Imagine that we are interested in monitoring a variable Y (we will call it a Response), which can be e.g. a phenotype of interest (in biology), sell profit (in econometrics and business), reaction of a person on some treatment (in phycology) etc. We have collected 10 independent statistical observations / samples Y1, Y2,..., Y10 of the Response and we noticed some variation in the Response from sample to sample.

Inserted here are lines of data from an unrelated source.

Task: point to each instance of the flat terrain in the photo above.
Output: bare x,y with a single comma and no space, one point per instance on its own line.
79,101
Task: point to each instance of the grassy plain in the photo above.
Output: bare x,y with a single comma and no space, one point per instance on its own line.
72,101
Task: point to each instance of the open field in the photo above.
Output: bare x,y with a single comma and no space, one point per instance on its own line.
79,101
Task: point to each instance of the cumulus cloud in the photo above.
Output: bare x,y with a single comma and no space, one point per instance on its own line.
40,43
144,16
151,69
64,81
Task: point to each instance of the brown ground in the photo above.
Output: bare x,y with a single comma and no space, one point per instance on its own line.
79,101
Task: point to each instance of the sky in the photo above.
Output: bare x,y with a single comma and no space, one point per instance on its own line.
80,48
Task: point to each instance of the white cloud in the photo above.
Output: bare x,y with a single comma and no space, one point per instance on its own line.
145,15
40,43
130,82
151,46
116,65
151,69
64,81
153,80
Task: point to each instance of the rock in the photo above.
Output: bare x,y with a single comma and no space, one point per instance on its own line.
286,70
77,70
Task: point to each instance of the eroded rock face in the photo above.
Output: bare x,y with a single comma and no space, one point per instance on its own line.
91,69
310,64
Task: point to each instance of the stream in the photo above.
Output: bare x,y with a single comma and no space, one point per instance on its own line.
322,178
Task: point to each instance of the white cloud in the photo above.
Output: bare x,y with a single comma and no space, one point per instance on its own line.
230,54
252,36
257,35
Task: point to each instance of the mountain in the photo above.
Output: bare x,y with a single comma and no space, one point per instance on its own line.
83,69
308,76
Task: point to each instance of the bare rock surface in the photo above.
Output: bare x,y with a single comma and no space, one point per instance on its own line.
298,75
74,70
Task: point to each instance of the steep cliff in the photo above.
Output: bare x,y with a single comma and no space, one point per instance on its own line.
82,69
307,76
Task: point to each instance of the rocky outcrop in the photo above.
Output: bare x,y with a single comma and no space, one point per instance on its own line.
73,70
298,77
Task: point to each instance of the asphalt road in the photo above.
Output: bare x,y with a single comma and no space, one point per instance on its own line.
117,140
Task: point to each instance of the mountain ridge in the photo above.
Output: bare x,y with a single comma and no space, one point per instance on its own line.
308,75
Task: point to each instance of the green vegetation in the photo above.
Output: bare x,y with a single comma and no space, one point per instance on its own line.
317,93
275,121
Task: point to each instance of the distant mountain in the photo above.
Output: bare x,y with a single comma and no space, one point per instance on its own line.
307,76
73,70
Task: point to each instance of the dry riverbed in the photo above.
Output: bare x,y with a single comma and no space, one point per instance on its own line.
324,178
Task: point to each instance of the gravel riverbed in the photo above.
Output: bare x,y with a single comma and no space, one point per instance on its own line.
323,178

Now, we want to understand what this variation is due to. We need to know this in order to understand mechanisms (biological, economical etc.) behid this variation. Suppose that in addition to the Response Y, we also collected data related to potential drivers / causes of Y such as gene expression (in biology), customer's social status and income (in econometrics) etc. Suppose we collected 100 potential drivers / predictors / causes for each of Y1, Y2,..., Y10. We can represent those predictors as a matrix X with 100 columns (one for each predictor) and 10 rows (one for each observation Y1, Y2,..., Y10). We know that the variation in Y is probably due to some variables (columns / predictors) in X matrix, but do all of them equally explain the variation? Probably not, there might be some redundancy among the variables, so they are not all equally important / informative. Therefore, **it is reasonable to assume that only a fraction of the variables in X are causal for the variation in Y**, but which of them are causal? To answer this question we have to test the variables in X against Y, but how should we do it: test all of them together or one-by-one?

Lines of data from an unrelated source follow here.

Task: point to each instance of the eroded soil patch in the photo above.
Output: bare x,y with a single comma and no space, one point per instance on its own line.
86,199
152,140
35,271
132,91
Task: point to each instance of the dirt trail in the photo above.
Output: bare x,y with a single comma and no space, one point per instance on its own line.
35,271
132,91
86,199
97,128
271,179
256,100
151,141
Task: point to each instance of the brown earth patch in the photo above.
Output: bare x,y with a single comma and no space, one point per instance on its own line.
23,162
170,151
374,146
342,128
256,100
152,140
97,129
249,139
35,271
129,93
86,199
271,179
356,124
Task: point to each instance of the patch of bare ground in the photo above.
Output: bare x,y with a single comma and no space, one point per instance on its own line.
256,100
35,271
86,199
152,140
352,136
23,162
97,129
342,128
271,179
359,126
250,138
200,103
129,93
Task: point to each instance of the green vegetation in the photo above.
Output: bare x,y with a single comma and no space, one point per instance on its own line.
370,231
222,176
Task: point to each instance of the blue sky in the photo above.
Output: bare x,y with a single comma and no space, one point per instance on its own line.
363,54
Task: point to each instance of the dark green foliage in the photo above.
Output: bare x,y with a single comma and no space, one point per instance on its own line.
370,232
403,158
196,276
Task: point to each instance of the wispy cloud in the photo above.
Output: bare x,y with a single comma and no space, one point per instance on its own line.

Here we have a typical biological case scanario where the number of drivers / causes / predictors (we will call them **features** in the future), p=100, is much greater than the number of samples / observations, n=10, **p>>n**. This case is called "the underdetermined system" in mathematics, it does not have a unique solution but infinitely many solutions. Therefore **if we want to select features explaining the variation in Response Y, we can not directly test all the features together without special precautions such as regularizations**. Therefore it makes sense to stick (at least in the beginning) to testing the features one-by-one. Testing features one-by-one is called **Univariate Feature Selection**, while testing all features together is refferred to as **Multivariate Feature Selection**.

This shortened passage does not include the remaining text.